Les fausses nouvelles tirent leur force dans les convictions profondes des gens; elles viennent les chercher dans leurs tripes, ce qui explique aussi leur important taux de partage.

Tout gober

CHRONIQUE / Il y a quelques semaines, un membre de mon entourage a partagé une fausse nouvelle. Un contenu facile à démentir, cependant, pour peu qu’on connaisse le sujet.

Ça arrive.

Cette personne, comme plusieurs autres, a malheureusement tendance à relayer, plus souvent qu’à son tour, des contenus fallacieux.

Pas pour mal faire, loin de là. Mais à l’instar de bon nombre d’internautes sur les réseaux sociaux, cette personne a le réflexe de partager des liens sans d’abord s’assurer de l’authenticité du contenu relayé.

« Il vaudrait mieux vérifier la véracité d’un contenu avant de partager ce qui semble être une fausse nouvelle », l’ai-je mis en garde, comme je le fais régulièrement avec d’autres contacts en répondant sous leur publication.

La réponse que j’ai reçue m’a estomaquée.

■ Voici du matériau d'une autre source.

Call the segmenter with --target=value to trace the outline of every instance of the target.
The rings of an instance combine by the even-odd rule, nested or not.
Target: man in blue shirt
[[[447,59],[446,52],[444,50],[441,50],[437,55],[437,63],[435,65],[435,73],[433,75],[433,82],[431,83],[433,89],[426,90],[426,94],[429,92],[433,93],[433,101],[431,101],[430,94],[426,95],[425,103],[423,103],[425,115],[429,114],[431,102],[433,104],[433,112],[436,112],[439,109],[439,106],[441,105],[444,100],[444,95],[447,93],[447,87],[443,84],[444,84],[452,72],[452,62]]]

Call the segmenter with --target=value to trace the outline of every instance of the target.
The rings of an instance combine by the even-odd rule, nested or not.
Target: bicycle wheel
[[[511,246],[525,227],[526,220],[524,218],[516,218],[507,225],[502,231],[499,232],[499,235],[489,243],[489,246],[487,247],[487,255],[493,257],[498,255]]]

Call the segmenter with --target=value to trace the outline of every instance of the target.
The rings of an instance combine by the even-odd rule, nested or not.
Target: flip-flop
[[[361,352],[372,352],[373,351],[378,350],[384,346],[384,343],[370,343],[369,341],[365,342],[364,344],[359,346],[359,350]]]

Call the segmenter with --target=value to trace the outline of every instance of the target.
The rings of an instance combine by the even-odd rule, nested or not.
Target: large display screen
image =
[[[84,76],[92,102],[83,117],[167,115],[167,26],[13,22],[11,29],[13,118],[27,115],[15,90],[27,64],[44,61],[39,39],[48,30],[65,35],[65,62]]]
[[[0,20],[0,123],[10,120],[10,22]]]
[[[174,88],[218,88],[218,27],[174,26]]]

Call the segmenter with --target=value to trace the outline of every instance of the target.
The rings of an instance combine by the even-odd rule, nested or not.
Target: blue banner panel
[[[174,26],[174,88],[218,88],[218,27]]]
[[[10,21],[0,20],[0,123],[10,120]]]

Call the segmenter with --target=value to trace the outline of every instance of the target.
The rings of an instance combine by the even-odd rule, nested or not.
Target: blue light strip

« Désolé Marie-Ève, mais je ne vérifierai pas chaque fois que je veux partager quelque chose. Je fais comme tout le monde, je partage et les gens qui le reçoivent font ce qu’ils veulent avec ce partage. Comme moi je fais quand je reçois des choses. »

Une autre fois, un interlocuteur m’a mentionné que je ne devais pas censurer mon contact, car en insistant sur le fait que celui-ci avait partagé une fausse nouvelle, je pouvais brimer sa liberté d’expression. Qu’il était en droit de publier ce qu’il voulait, que ce soit vrai ou pas !

Réflexe dangereux

Je n’aurais pas dû être surprise.

Quand il a fait son entrée dans nos foyers, Internet nous promettait d’être une encyclopédie sans limites. Un haut lieu du savoir où l’absence de frontières permettrait à tous d’en apprendre à l’infini sur tous les sujets imaginables.

Disons que les visionnaires qui ont créé la Toile ont dû être déçus, à voir la quantité de conneries qu’on trouve en ligne.

On peut se faire prendre en croyant à une fausse nouvelle. Personne n’est à l’abri, surtout que certains créateurs de contenus sont très talentueux dans la manière de présenter des faussetés et de les faire passer pour des vérités.

Les fausses nouvelles tirent leur force dans les convictions profondes des gens; elles viennent les chercher dans leurs trippes, ce qui explique aussi leur important taux de partage.

Quand on mentionne à quelqu’un qu’il ou elle a partagé une fausse nouvelle, il n’est plus rare de se faire rétorquer : « Ce n’est pas grave, ça reflète le fond de ma pensée ! »

Bref, qu’importe si l’information est véritable ou non, pourvu qu’elle nous conforte dans nos opinions.

Il s’agit d’un réflexe commun de la part des usagers des réseaux sociaux, mais d’un réflexe dangereux.

Complice dans le partage

Il y a toutefois des limites à tout gober, d’où l’importance de vérifier ce qu’on lit, ne serait-ce qu’un petit peu, quand on ne sait pas d’emblée si la source est fiable.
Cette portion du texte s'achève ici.